Local golf: The Oregon Golf Association has canceled all April events. Next is the PNGA Cup Matches, May 6-8 at Kamloops, British Columbia.
The Pacific Northwest Senior PGA this week postponed indefinitely its Players Championship, which had been set for April 14-15 at Wine Valley Golf Club in Walla Walla, Washington. Still on is the May 18-20 Muckleshoot Casino Washington Open at Kent, Wash.
Tennis: The ATP men's and WTA women's pro tours have extended their suspension of tournaments until June 7. The men would get back in action June 8 at Stuttgart, Germany. The women have a June 8 start in Hertogenbosch, Netherlands.
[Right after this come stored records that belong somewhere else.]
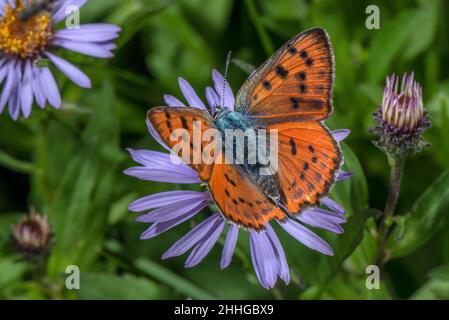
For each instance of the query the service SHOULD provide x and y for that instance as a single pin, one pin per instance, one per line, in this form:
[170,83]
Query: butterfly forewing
[176,128]
[309,159]
[295,84]
[235,193]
Softball: National Pro Fastpitch has postponed its March 30 draft and canceled opening day and opening series events set for April 10-19. The league said it would announce revised scheduling plans on May 1.
Horse racing: The Kentucky Derby has been postponed from May 2 to Sept. 5. The other Triple Crown races are still on: the Preakness on May 16, and the Belmont Stakes on June 6. But both are considering a shift to September or October.
Grants Pass Downs has canceled its Racing on the Rogue meet, which was set for Sundays and Mondays from May 10 through June 8. A summer meet, with racing on Saturdays and Sundays, is still on for June 20 through July 12, with a fall meet Sept. 20 through Nov. 9.
International basketball: The EuroLeague has suspended all games, and the National Basketball League in Australia canceled its finals after three games of a best-of-five series.
But the Chinese Basketball Association is preparing to resume, and various U.S. players, including veteran point guard Pooh Jeter from the University of Portland, have returned to compete. The Chinese league hopes to resume in early April — probably with no fans in the stands. The playoffs are due soon.
Fencing: In addition to the postponed by one year of the Tokyo Olympics, various World Cup events have been postponed in Hungary, Argentina, Belgium and Uzbekistan, along with the Junior world championships originally set for April 3-11 at Salt Lake City.
Volleyball: The VIVB Volleyball Nations League has been postponed. The U.S. men were scheduled to play host to Brazil, Canada and Argentina May 22-24 in Pittsburgh, and the U.S. women, who are two-time defending champions, were slated to play host to Japan, Turkey and Belgium June 9-11 at Wichita State University in Kansas.